Universitaires reconnus, ils font partie de ceux qui, aux États-Unis, combattent l’obscurantisme qui vient, portés par de nouvelles « idéologies ». Le dénigrement, l’exclusion, le refus du débat, du désaccord, de la controverse : c’est sans doute cela qui leur a donné l’idée de produire ce « guide pratique » pour avoir des « conversations impossibles ».

 

Alors, pourquoi en parler ici ? Parce que ces pistes pratiques sont de belles leçons pour permettre d’apaiser des conflits dans les entreprises, dans les équipes, entre décideurs barricadés dans leurs positions, leurs objectifs, leurs tranchées…

 

La conversation comme levier de changement

La structure du livre est originale car elle propose une « montée en compétences » progressive, du niveau « débutant », du novice en conversations, à celui de « maître », prêt à tenter des conversations avec des « idéologues » - une catégorie pourtant plus sujette aux affirmations qu’à l’échange.

Car, et c’est un des points passionnants de leur propos, la « conversation » est un puissant levier de changement. Pas au sens de Zeldin, pour qui elle est plutôt un facteur de « murissement » pour ceux qui y participent, et toujours vers le haut. Mais au sens d’une transformation mutuelle possible, vers le point de vue de l’autre. Car l’idée n’est pas de « grandir », mais de faire changer l’autre, tout en acceptant, et c’est un postulat important, que la conversation vous fasse aussi changer vous-même.

C’est d’ailleurs pourquoi, dans les cas extrêmes – la conversation avec des « idéologues » -, le seul objectif proposé est de les amener à accepter les points de vue des autres. Et qu’il faut envisager, s’ils s’y refusent, de fuir… Puisque l’objectif est la conversation, qu’ils refusent alors, et non la conversion, qu’ils recherchent.

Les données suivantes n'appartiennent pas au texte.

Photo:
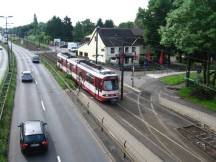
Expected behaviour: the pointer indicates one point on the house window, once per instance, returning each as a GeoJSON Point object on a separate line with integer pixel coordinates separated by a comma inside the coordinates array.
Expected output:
{"type": "Point", "coordinates": [126, 49]}
{"type": "Point", "coordinates": [120, 49]}
{"type": "Point", "coordinates": [86, 54]}
{"type": "Point", "coordinates": [112, 50]}
{"type": "Point", "coordinates": [126, 60]}
{"type": "Point", "coordinates": [133, 49]}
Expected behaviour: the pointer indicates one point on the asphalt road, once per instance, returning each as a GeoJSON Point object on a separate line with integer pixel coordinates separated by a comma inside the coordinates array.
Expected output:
{"type": "Point", "coordinates": [155, 126]}
{"type": "Point", "coordinates": [3, 63]}
{"type": "Point", "coordinates": [70, 138]}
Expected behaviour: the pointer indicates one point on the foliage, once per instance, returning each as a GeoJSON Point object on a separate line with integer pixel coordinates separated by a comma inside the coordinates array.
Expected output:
{"type": "Point", "coordinates": [99, 23]}
{"type": "Point", "coordinates": [151, 19]}
{"type": "Point", "coordinates": [57, 28]}
{"type": "Point", "coordinates": [128, 24]}
{"type": "Point", "coordinates": [109, 24]}
{"type": "Point", "coordinates": [35, 25]}
{"type": "Point", "coordinates": [191, 28]}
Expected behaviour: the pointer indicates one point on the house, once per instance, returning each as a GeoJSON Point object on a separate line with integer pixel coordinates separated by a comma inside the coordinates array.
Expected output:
{"type": "Point", "coordinates": [109, 43]}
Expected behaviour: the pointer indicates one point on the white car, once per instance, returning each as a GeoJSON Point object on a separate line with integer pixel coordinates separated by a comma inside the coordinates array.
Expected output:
{"type": "Point", "coordinates": [27, 76]}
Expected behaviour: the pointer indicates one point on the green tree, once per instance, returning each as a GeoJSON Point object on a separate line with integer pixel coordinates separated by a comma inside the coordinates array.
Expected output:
{"type": "Point", "coordinates": [67, 29]}
{"type": "Point", "coordinates": [99, 23]}
{"type": "Point", "coordinates": [191, 28]}
{"type": "Point", "coordinates": [35, 25]}
{"type": "Point", "coordinates": [54, 27]}
{"type": "Point", "coordinates": [109, 24]}
{"type": "Point", "coordinates": [128, 24]}
{"type": "Point", "coordinates": [150, 21]}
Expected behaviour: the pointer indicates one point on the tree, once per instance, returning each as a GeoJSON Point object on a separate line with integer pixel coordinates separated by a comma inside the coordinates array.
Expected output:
{"type": "Point", "coordinates": [191, 28]}
{"type": "Point", "coordinates": [99, 23]}
{"type": "Point", "coordinates": [35, 25]}
{"type": "Point", "coordinates": [109, 24]}
{"type": "Point", "coordinates": [67, 29]}
{"type": "Point", "coordinates": [54, 27]}
{"type": "Point", "coordinates": [128, 24]}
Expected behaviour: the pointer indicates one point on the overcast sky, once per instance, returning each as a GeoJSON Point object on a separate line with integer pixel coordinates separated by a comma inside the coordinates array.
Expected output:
{"type": "Point", "coordinates": [78, 10]}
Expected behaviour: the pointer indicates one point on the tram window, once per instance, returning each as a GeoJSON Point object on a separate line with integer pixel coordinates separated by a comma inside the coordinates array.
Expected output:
{"type": "Point", "coordinates": [90, 79]}
{"type": "Point", "coordinates": [110, 85]}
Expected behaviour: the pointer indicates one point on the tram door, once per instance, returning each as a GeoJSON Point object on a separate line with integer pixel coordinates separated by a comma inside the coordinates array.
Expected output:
{"type": "Point", "coordinates": [98, 86]}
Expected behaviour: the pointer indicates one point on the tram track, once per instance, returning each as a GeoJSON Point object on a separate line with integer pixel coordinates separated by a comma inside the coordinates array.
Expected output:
{"type": "Point", "coordinates": [158, 133]}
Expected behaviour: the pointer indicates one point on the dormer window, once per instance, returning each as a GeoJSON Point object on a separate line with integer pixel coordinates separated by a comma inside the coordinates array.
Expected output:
{"type": "Point", "coordinates": [112, 50]}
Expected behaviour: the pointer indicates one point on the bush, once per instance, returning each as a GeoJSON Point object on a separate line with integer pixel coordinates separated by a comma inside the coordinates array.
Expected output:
{"type": "Point", "coordinates": [203, 93]}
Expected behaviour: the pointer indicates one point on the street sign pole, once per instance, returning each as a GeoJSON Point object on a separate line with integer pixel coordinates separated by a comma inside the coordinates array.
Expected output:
{"type": "Point", "coordinates": [122, 72]}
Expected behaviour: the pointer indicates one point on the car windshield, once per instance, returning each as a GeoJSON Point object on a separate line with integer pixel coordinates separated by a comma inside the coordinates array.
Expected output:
{"type": "Point", "coordinates": [34, 138]}
{"type": "Point", "coordinates": [110, 85]}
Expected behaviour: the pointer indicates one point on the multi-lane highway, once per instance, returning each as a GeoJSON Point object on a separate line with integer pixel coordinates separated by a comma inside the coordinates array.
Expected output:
{"type": "Point", "coordinates": [70, 139]}
{"type": "Point", "coordinates": [3, 62]}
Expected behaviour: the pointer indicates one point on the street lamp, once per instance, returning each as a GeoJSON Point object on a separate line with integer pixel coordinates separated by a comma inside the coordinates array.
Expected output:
{"type": "Point", "coordinates": [122, 59]}
{"type": "Point", "coordinates": [6, 17]}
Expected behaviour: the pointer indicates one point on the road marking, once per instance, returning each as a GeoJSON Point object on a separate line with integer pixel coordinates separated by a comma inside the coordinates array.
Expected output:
{"type": "Point", "coordinates": [58, 158]}
{"type": "Point", "coordinates": [155, 136]}
{"type": "Point", "coordinates": [135, 89]}
{"type": "Point", "coordinates": [164, 135]}
{"type": "Point", "coordinates": [43, 105]}
{"type": "Point", "coordinates": [152, 106]}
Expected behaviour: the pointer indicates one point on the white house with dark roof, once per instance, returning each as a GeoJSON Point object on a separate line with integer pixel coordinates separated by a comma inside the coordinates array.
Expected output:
{"type": "Point", "coordinates": [110, 44]}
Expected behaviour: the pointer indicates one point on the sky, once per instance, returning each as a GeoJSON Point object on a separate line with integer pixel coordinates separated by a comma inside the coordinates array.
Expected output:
{"type": "Point", "coordinates": [78, 10]}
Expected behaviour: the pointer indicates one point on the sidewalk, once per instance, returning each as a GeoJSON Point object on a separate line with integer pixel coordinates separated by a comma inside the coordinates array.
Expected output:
{"type": "Point", "coordinates": [185, 108]}
{"type": "Point", "coordinates": [3, 63]}
{"type": "Point", "coordinates": [170, 100]}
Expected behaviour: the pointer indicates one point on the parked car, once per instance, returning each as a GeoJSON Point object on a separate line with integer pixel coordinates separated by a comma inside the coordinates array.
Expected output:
{"type": "Point", "coordinates": [33, 136]}
{"type": "Point", "coordinates": [27, 76]}
{"type": "Point", "coordinates": [36, 59]}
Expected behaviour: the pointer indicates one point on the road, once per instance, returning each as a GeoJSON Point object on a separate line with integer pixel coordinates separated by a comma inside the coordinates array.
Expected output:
{"type": "Point", "coordinates": [3, 63]}
{"type": "Point", "coordinates": [70, 138]}
{"type": "Point", "coordinates": [152, 124]}
{"type": "Point", "coordinates": [155, 126]}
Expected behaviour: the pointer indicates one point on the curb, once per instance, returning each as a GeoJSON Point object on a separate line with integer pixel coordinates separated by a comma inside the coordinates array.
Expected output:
{"type": "Point", "coordinates": [135, 89]}
{"type": "Point", "coordinates": [136, 150]}
{"type": "Point", "coordinates": [196, 115]}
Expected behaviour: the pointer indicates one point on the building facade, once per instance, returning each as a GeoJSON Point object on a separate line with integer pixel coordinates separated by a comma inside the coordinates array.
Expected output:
{"type": "Point", "coordinates": [109, 43]}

La conversation est, dans cette approche très pratique, le vecteur d’une véritable relation. On peut ne pas être d’accord, certes. Mais on accepte l’échange. Et on le suscite.

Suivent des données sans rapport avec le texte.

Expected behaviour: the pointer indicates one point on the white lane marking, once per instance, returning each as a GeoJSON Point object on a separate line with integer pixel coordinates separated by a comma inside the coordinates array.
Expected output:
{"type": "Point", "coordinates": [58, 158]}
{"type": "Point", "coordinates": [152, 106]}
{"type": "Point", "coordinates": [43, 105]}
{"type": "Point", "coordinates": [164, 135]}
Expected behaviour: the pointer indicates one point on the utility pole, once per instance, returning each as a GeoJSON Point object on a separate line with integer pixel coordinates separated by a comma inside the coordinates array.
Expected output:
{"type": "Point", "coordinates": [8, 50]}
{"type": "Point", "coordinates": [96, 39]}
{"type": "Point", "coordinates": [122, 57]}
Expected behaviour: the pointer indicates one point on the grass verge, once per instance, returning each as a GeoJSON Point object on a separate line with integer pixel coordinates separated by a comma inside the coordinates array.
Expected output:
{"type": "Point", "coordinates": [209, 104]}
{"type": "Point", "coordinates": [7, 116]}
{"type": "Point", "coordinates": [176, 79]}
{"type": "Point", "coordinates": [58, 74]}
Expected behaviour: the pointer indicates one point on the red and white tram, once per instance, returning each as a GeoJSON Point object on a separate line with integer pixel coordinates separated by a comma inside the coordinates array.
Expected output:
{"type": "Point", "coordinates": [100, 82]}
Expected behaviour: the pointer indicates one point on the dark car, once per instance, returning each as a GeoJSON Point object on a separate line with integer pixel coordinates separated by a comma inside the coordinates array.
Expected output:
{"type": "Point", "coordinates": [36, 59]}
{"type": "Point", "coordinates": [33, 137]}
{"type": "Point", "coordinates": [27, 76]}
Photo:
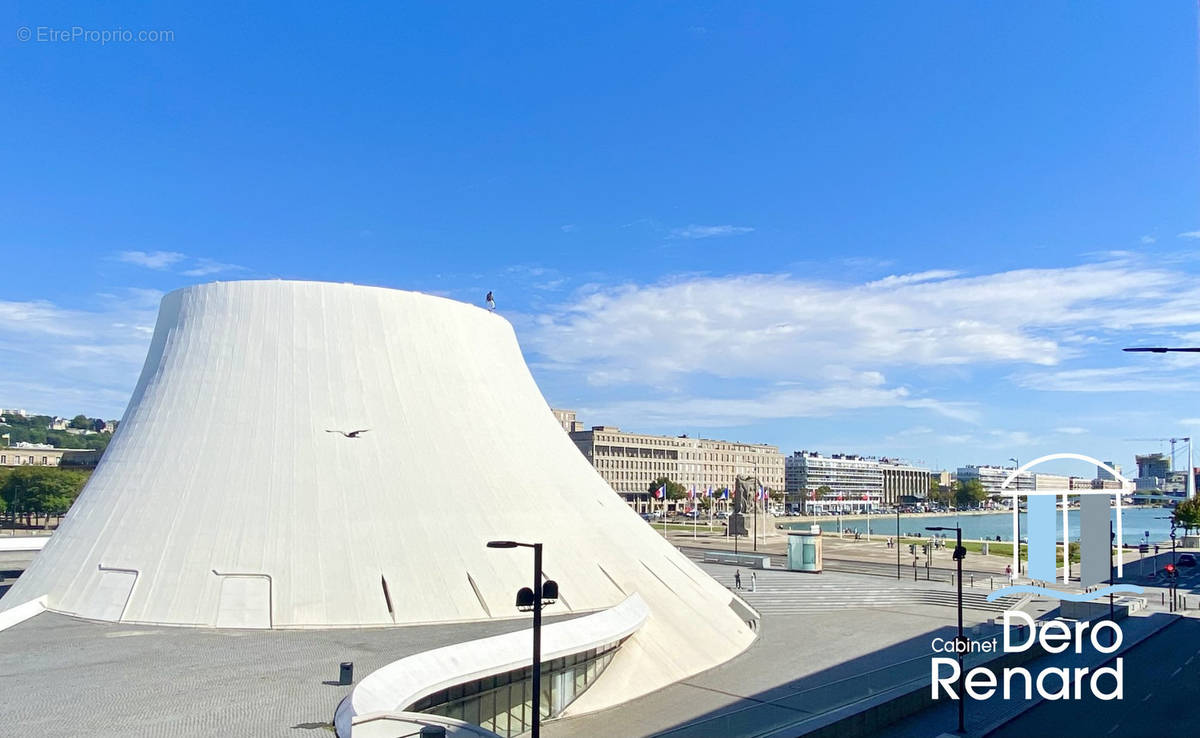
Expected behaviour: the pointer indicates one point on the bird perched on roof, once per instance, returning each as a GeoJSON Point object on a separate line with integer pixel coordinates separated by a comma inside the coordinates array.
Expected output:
{"type": "Point", "coordinates": [351, 435]}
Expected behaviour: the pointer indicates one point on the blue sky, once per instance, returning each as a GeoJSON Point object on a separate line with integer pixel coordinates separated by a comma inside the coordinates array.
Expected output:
{"type": "Point", "coordinates": [918, 229]}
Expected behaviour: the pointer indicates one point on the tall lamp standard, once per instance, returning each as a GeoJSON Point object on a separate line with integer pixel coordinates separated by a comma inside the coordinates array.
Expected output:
{"type": "Point", "coordinates": [898, 539]}
{"type": "Point", "coordinates": [1017, 501]}
{"type": "Point", "coordinates": [543, 593]}
{"type": "Point", "coordinates": [959, 555]}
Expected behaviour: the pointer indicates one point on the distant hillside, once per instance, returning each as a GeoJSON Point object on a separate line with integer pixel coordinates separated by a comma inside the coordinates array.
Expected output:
{"type": "Point", "coordinates": [79, 432]}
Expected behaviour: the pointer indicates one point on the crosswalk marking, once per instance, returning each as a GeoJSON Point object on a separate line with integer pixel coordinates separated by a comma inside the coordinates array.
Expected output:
{"type": "Point", "coordinates": [790, 593]}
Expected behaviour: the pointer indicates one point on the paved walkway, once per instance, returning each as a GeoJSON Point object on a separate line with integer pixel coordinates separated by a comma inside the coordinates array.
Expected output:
{"type": "Point", "coordinates": [983, 717]}
{"type": "Point", "coordinates": [802, 663]}
{"type": "Point", "coordinates": [64, 677]}
{"type": "Point", "coordinates": [793, 593]}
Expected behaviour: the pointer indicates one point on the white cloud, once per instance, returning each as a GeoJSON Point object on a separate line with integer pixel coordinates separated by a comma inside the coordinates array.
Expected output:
{"type": "Point", "coordinates": [151, 259]}
{"type": "Point", "coordinates": [708, 232]}
{"type": "Point", "coordinates": [64, 360]}
{"type": "Point", "coordinates": [820, 402]}
{"type": "Point", "coordinates": [162, 261]}
{"type": "Point", "coordinates": [1107, 379]}
{"type": "Point", "coordinates": [1071, 431]}
{"type": "Point", "coordinates": [714, 336]}
{"type": "Point", "coordinates": [912, 279]}
{"type": "Point", "coordinates": [204, 267]}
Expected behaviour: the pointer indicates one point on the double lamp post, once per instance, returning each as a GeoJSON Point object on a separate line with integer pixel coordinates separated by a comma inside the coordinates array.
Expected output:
{"type": "Point", "coordinates": [541, 594]}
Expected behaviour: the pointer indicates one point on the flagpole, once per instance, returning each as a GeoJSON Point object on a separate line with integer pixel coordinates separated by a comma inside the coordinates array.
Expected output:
{"type": "Point", "coordinates": [756, 520]}
{"type": "Point", "coordinates": [695, 508]}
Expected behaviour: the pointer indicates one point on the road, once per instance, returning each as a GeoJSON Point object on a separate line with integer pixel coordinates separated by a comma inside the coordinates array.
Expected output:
{"type": "Point", "coordinates": [1162, 675]}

Écouter, certes, mais interroger aussi. Car l’écoute n’est pas seulement polie, voire distraite. Ce qu’on peut imaginer dans les conversations organisées par Théodore Zeldin. Elle est réelle, « active » disent certains.

Respecter l’autre, en ne le mettant pas en situation inconfortable. Prendre le temps de la relation, accepter les limites de l’autre, son rythme. Faire des crédits d’intention aussi.

En quoi ces recommandations de bon sens sont-elles originales, et donc utiles au monde de l’entreprise ?

En ce qu’elles s’appliquent, à travers leurs déclinaisons, aux conversations réputées « impossibles » : « des conversations qui semblent inutiles tant elles révèlent un abime apparemment infranchissable de désaccords sur les idées, les croyances, la morale, la politique ou les visions du monde ».

Impossible parce que les protagonistes ne veulent pas se parler ?

Pas vraiment. Car « la difficulté dans ces cas n’est pas de trouver quelqu’un avec qui parler : c’est l’échange (« give-and-take ») qui semblent sans espoir car la personne en face de vous échoue à parler avec vous et, à la place, vous parle. Vous êtes dans ce cas un réceptacle pour ses idées, ou un adversaire à vaincre ».

Ces propos doivent résonner à l’esprit des lecteurs qui, dans leurs projets ou leur quotidien, doivent souvent « convaincre », ou connaissent des « décideurs » qui doivent le faire.

Désireux d’assumer leur « leadership », ils font alors appel, quand ils en sont dotés, à leur talent oratoire, à leur rhétorique… Ils brillent, ils « convainquent » - en tous cas le croient-ils. C’est parfois le cas, sur le champ, sous l’effet du spectacle bien mené. Ils ont remporté « l’épreuve de la rampe ». Mais ils n’ont pas entraîné l’adhésion, sincère et pérenne.

 

La conversation comme technique de mobilisation

La conversation est donc une technique de mobilisation. Que l’on apprend, et que l’on met en pratique. Mais encore une fois, elle n’est pas manipulation, car l’effet est à double-sens, et la mobilisation mutuelle.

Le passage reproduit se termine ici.